3. Fuzzy logic: It processes the input data from the network and describes measures that are significant to the anomaly detection [8]. Fuzzy logic (or fuzzy set theory) is based on the concept of the fuzzy phenomenon to occur frequently in real world. Fuzzy set theory considers the set membership values for reasoning and the values range between 0 and 1. That is, in fuzzy logic the degree of truth of a statement can range between 0 and 1 and it is not constrained to the two truth values (i.e. true, false) [10].
A fuzzy system comprises of a group of linguistic statements based on expert knowledge. This knowledge is usually in the form of if-then rules. A case or an object can be distinguished by applying a set of fuzzy logic rules based on the attributes’ linguistic value [11].
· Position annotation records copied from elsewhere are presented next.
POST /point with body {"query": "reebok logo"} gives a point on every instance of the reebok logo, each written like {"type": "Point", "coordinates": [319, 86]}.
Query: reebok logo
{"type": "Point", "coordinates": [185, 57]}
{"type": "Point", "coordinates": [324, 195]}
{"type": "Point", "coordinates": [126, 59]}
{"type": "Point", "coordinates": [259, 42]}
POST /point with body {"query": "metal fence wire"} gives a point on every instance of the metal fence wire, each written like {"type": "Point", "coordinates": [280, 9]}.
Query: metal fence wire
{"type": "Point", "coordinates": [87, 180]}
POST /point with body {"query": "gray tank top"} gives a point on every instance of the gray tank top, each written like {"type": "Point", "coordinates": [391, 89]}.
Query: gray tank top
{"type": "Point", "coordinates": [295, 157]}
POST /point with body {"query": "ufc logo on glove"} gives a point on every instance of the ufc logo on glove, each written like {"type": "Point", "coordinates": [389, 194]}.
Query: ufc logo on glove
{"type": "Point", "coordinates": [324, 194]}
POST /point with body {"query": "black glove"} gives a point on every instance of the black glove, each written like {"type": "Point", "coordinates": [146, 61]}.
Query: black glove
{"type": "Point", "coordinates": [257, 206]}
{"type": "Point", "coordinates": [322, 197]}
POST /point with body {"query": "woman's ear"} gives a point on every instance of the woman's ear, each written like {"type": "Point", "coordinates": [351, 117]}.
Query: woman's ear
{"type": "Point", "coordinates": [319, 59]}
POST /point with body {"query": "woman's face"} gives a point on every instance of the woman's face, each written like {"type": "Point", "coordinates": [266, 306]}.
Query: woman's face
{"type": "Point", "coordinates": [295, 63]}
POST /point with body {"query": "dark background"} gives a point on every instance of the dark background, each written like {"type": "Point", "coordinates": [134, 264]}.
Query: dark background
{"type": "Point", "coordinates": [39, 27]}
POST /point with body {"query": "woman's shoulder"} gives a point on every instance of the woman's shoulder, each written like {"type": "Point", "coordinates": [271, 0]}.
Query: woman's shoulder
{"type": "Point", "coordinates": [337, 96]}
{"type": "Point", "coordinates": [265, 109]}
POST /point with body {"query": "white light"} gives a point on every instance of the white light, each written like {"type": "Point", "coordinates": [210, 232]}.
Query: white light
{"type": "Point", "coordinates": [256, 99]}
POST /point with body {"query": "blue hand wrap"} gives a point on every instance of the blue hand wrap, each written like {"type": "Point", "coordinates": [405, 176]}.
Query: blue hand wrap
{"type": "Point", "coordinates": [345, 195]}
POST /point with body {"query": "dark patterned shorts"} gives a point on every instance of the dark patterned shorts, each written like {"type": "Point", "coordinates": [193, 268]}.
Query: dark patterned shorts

4. Naïve Bayes: It can be easily considered the upgraded version of the Bayes Theorem due to the fact that it assumes independence of attributes [12].There are many cases where we know the statistical dependencies or the causal relationships between system variables. However, it might be
difficult to precisely express the probabilistic relationships among these variables. In other words, the prior knowledge about the system is simply that some variable might
Influence others. To exploit this structural relationship or casual dependencies between the random variables of a problem, one can use a probabilistic graph model called Naïve Bayesian Networks (NB). The model provides an answer to questions like ‘‘What is the probability that it is a certain type of attack, given some observed system events?” by using conditional probability formula. The structure of a NB is typically represented by a directed acyclic graph (DAG), where each node represents one of system variables and each link encodes the influence of one node upon another (Pearl, 1988). Thus, if there is a link from node A to node B, A directly influences B.
V. CLUSTERING TECHNIQUES
Clustering basically means that we have to make the group (clusters) from our data so that we can easily find our required data or we can say that it is a classification of similar objects into different groups and the partitioning of dataset into subsets or clusters so that data in each subset share some common trait. It is usually applied in the statistical data analysis which can be made use of in many fields, for instance, machine learning, data mining, pattern recognition, image analysis and bioinformatics (Yusufovna, 2008). Clustering is useful in intrusion detection as malicious activity should cluster together, separating itself from non- malicious activity. Frank (1994) divides clustering techniques into the following areas: hierarchical, statistical, exemplar, distance and conceptual clustering, each of which has their own different ways of obtaining of cluster membership and representation. Clustering is an effective way to find hidden patterns in data that humans might otherwise miss. Clustering provides some significant advantages. It is advantageous over the classification techniques as it does not require any use of labeled dataset for training.
Generally the pattern clustering activity involves the following steps:-
(i) Representation of the pattern
(ii) Definition of a pattern proximity
(iii) Clustering
VI CONCLUSION
Data mining is the modern technique for network intrusion detection. Ready-made data mining algorithms are available.
.large amount of data can be handled with the data mining technology. It is still in developing state, it can become more effective as it is growing rapidly. Our main task is to get the more correct rate of intrusion detection, to reduce the rate of false negatives. As the data mining is still is developing state so more study and research is to be done.